Both give you access to the Transportation Security Administration's Precheck security lanes at over 200 domestic airports, where wait times as of May were less than five minutes for 92 percent of passengers, according to TSA. Global Entry includes TSA Precheck privileges and adds expedited entry through U.S. customs when you return from a foreign country.

‘If you use it, you don't want to go back'

Faster security lanes could help reduce stress this summer as a record 243 million passengers and crew members are projected to pass through airport security checkpoints nationwide from Memorial Day to Labor Day, according to the TSA. That total is up from 239 million last year.
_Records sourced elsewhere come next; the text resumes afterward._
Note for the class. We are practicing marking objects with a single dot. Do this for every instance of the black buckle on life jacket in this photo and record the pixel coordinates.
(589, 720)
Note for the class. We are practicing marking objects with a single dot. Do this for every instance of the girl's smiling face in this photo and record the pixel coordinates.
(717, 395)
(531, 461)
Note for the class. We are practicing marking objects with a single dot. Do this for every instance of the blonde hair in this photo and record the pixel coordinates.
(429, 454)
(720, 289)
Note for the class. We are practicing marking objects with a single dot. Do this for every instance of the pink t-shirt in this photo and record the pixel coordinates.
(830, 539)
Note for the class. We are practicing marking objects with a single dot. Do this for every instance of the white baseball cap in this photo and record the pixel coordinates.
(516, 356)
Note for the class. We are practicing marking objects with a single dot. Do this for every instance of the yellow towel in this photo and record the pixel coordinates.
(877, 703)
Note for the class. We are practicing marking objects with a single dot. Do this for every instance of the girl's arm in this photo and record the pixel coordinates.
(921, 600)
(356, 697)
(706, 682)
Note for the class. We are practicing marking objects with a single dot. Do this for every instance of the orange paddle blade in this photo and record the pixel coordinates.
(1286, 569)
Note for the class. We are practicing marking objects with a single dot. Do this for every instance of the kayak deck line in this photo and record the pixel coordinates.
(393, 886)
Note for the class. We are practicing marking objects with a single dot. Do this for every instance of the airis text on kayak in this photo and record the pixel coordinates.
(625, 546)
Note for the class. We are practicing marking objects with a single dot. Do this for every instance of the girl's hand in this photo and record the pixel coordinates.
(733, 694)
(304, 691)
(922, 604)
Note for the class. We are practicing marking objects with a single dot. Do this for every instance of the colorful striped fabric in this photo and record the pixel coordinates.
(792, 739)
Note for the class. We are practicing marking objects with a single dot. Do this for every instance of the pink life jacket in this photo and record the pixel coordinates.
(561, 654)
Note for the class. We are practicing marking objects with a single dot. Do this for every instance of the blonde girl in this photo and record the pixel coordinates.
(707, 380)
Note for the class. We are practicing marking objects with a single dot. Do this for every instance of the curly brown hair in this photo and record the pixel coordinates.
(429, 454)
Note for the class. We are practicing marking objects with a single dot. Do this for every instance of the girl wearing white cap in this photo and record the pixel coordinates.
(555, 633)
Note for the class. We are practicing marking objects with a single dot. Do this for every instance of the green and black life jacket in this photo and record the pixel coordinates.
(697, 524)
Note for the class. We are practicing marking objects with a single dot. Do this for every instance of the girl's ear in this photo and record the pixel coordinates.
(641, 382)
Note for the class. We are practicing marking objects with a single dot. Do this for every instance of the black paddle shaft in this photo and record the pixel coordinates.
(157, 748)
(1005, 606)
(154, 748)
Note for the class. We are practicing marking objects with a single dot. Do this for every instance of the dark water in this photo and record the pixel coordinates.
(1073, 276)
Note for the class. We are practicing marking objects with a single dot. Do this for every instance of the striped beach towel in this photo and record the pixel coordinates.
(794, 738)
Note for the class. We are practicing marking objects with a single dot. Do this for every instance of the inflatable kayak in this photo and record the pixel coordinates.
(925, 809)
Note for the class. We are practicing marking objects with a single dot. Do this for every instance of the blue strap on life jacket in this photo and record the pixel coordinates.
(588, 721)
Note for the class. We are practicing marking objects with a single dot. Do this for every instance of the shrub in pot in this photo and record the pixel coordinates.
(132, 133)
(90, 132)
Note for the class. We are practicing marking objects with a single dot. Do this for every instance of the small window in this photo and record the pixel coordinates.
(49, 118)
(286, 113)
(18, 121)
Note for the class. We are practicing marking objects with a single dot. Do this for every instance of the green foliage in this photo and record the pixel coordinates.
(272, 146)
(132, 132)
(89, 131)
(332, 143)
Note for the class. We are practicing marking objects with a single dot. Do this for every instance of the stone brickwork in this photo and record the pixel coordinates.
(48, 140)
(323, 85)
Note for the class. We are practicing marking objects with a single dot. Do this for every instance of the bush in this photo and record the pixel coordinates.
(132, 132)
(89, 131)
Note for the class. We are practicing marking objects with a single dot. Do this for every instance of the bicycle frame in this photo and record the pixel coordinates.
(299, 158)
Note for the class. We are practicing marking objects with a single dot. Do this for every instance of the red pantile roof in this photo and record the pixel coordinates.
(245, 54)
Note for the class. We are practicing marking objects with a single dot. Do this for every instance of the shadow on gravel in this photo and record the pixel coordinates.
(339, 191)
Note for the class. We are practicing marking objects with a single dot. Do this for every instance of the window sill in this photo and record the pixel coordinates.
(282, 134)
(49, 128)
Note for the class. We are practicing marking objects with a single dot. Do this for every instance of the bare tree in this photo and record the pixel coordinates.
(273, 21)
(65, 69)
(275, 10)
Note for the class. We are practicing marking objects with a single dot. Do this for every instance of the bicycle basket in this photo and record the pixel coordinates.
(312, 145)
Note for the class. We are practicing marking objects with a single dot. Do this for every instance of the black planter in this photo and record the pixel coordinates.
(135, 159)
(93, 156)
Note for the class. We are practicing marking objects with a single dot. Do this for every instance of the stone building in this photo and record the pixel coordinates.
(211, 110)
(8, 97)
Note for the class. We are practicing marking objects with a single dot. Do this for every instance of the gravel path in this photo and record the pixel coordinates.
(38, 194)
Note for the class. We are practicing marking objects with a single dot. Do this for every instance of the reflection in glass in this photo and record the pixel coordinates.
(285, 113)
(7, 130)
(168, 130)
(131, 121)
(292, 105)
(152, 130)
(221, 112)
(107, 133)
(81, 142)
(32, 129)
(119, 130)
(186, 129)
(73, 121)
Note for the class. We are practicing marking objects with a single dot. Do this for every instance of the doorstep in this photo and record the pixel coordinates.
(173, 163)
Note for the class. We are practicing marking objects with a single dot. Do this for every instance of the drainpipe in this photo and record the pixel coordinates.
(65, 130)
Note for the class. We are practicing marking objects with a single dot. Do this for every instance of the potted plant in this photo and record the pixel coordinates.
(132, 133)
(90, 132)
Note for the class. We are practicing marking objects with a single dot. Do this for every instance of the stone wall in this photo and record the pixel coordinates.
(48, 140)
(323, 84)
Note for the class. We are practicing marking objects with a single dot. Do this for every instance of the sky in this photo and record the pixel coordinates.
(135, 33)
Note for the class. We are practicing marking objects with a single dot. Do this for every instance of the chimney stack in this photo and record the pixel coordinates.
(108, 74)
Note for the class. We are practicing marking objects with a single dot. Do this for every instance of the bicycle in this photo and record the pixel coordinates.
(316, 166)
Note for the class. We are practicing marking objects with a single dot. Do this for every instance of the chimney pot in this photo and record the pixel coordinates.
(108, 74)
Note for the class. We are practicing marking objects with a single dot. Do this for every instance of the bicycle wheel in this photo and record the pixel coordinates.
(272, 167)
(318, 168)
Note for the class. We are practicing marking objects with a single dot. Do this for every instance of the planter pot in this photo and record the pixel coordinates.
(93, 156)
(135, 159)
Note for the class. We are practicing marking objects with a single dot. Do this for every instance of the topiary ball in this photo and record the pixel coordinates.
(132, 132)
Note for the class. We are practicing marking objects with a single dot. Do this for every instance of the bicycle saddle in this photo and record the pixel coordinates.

“Frequent travelers place great value on Precheck and Global Entry,” says Henry Harteveldt, a travel industry analyst at Atmosphere Research Group. About 91 percent of business airline travelers said expedited airport screening was important to them, according to a 2017 survey by Harteveldt's group.

Joe Brancatelli, a business travel writer and founder of travel site JoeSentMe.com, calls both programs a breeze to use. “If you use it, you don't want to go back,” he said.

Leisure travelers will have to decide whether they fly often enough to justify the cost and effort to apply. For example, if you take two round-trip domestic flights each year, Precheck's cost will average $4.25 per flight.

Here's how to know whether Precheck or Global Entry is right for you and how a credit card might be able to defray the cost.

Which to choose

With both programs, you provide personal information and submit to a background check. In exchange you get a trusted traveler number, which you can use for faster screening.

Global Entry might be the obvious choice for frequent and international travelers because it comes with more benefits for a little extra money, costing an average of $3 more annually than Precheck.

The downside of Global Entry comes upfront: It's a bigger hassle to apply for, and it requires a more thorough background process than Precheck. It not only requires a passport but also an in-person interview, which is available at the nation's large international airports and border crossings.

If you rarely travel abroad, don't have a passport and don't live near a Global Entry center, TSA Precheck may be the better option.

Application details are on the TSA Precheck and Global Entry websites.

Benefits of precheck

TSA Precheck status gives you access to security lanes with lighter screening. To use the special lane, make sure your trusted traveler number is included in your airline itinerary. Leave on your belt and shoes, keep your laptop in its case, and let liquids and gels remain in your carry-on. Dedicated Precheck lanes and quicker screening usually mean faster-moving lines. Children ages 12 and younger can use Precheck lanes when traveling with a parent or guardian who has the Precheck indicator on their boarding pass.

Benefits of global entry

Global Entry, run by U.S. Customs and Border Protection, includes TSA Precheck benefits and expedited customs screening when traveling internationally. When returning to the U.S., you can use a self-service kiosk instead of waiting in customs lines. The program also includes expedited processing at Mexico and Canada border crossings. Children of all ages need their own Global Entry status to use expedited customs screening.

How your credit card can help

More credit cards that earn travel rewards are starting to add a valuable benefit: reimbursement of the application fee for Precheck or Global Entry once every four or five years. Typically, reimbursement is automatic when you use the travel credit card to pay the $85 or $100 fee.

For card issuers, the benefit is becoming a must, especially for travel credit cards with hefty annual fees. “If you want to market your card as an elite one and charge a high fee, you better offer this rebate as part of the bundle of benefits,” Brancatelli says.

Other advice

If neither program is right for you, TSA offers these tips for regular security lanes:

• Before heading to the airport, check your carry-ons for prohibited items.

• During busy travel periods, TSA recommends using its app, MyTSA, to check what your wait time might be.

• When packing your carry-on, keep in mind that some items will need to be removed and scanned separately.